Esas obras se reanudaron hace pocas semanas luego de que la Comisión de Emergencias girara ¢4 mil millones y se espera que la ruta de 120 km que va desde Delta Costa Rica donde convergen los ríos San Juan y Colorado, hasta Los Chiles pueda transitarse antes de que finalice el año.
“Cuando la carretera llegue a Los Chiles nos liberaríamos del río San Juan, pues en su totalidad existirá una vía paralela, dejaremos de depender de ese cauce”, explicó Mario Zamora, ministro de Seguridad.
Concluida esa etapa durante el primer trimestre de 2012 se arrancará con un nuevo trecho, este irá desde Los Chiles hasta Peñas Blancas, actualmente se están realizando los estudios técnicos para definir la ruta exacta que se trazará.
La última etapa comprende un recorrido de 7 km desde Peñas Blancas hasta Conventillos, con lo cual toda la frontera Norte tendrá una carretera, esta fase aún no tiene fecha.
Con esta vía, el gobierno de Laura Chinchilla pretende agudizar la labor de vigilancia en la región limítrofe con Nicaragua, no solo para evitar nuevas invasiones, sino para combatir el narcotráfico.
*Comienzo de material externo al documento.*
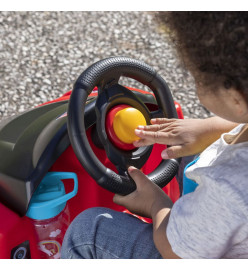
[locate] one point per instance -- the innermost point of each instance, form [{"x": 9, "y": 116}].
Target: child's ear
[{"x": 239, "y": 102}]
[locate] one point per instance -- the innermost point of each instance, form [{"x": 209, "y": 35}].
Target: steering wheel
[{"x": 105, "y": 74}]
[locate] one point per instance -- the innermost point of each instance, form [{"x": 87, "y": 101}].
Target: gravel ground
[{"x": 42, "y": 54}]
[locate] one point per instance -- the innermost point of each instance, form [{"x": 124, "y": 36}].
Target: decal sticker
[{"x": 51, "y": 248}]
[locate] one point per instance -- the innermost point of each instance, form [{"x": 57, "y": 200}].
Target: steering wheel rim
[{"x": 103, "y": 74}]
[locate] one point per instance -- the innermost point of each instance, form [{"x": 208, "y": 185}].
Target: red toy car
[{"x": 64, "y": 156}]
Con este objetivo a lo largo de la carretera se instalarán cinco puestos de policía y se comprarán 60 patrullas para recorrer y monitorear constantemente el área.
“La idea es tener custodiada la frontera, todos los 60 vehículos no estarán en la línea fronteriza, algunos irán a Upala y otros pueblos cercanos”, explicó Zamora.
Costa Rica y Nicaragua mantienen un litigio desde el 21 de octubre de 2010, cuando las autoridades nacionales denunciaron al vecino del Norte de invadir con militares y civiles y causar daños ambientales en la costarricense isla Calero.